3. Improved Security
Due to its ability to legitimize data and ensure that it comes from a trusted source, security is one of the innate attributes of blockchain. This benefit is especially helpful because of the high number of devices within IoT. The combination of the technologies could enhance secure communications and strengthen privacy agreements.
“It’s important to note that it’s not just the devices either — it’s human to human, human to device, and device to device,” Leone said. “Having a trusted ledger that transparently shows who has access, who is transacting, and a record of all of those interactions is a win.”
Enterprises that are currently implementing a combination of blockchain and IoT often rely on security measures, such as device authentication.
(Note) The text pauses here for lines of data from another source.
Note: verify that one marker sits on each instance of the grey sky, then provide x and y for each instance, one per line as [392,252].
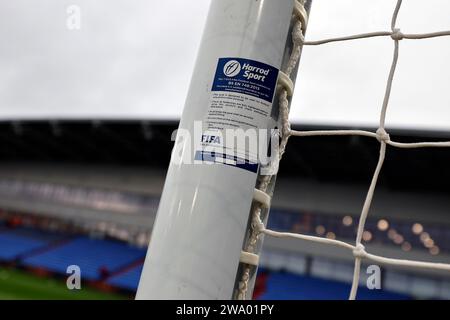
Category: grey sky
[134,58]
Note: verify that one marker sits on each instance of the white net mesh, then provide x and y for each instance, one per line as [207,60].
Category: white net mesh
[358,250]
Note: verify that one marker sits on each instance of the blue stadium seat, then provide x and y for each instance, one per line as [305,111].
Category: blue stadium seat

This just the tip of the iceberg when it comes to the security aspects of blockchain and IoT.
“There needs to be various security layers implemented to prevent unauthorized access or cut off access if a bad actor is detected,” Leone said.
4. Streamlines Accounting
Within an enterprise, accounting would be one of the first departments that could immediately benefit from the added transparency provided by blockchain and IoT.
“Simply knowing what entities are sharing/sending money/data across a linear, time-stamped chain is a win,” Leone said. “Obviously if you’re audited, a translation layer is required, but the fact that it’s a hardened and reliable chain of transactions that can’t be changed is a win for accounting purposes.”
5. A More Efficient Supply Chain
For many enterprises, making supply chains more efficient is considered to be a major priority. However, numerous economic and global challenges are making this process more difficult. Blockchain and IoT can improve supply chain efficiency by eliminating the middle man, increasing the speed of transactions, and lowering costs.
“If a traditional supply chain transaction takes four or five hops to be validated, you’re paying fees with each hop,” Leone said. “With the blockchain serving as a validator to a degree, untrusted parties can exchange data directly with one another, eliminating the fees associated with every hop.”
What Does This All Mean For Enterprises?
In an August 2018 Twitter poll conducted by Enterprise Mobility Exchange, 57% of respondents said that they will never utilize blockchain. Meanwhile, only 12% of respondents in the poll have taken advantage of distributed ledger technology.
Based on the analysis from Leone, blockchain and IoT can be an incredible combination. However, we still have a few more years before this new business solution becomes a staple in enterprise technology. It would be wise to start planning for it now.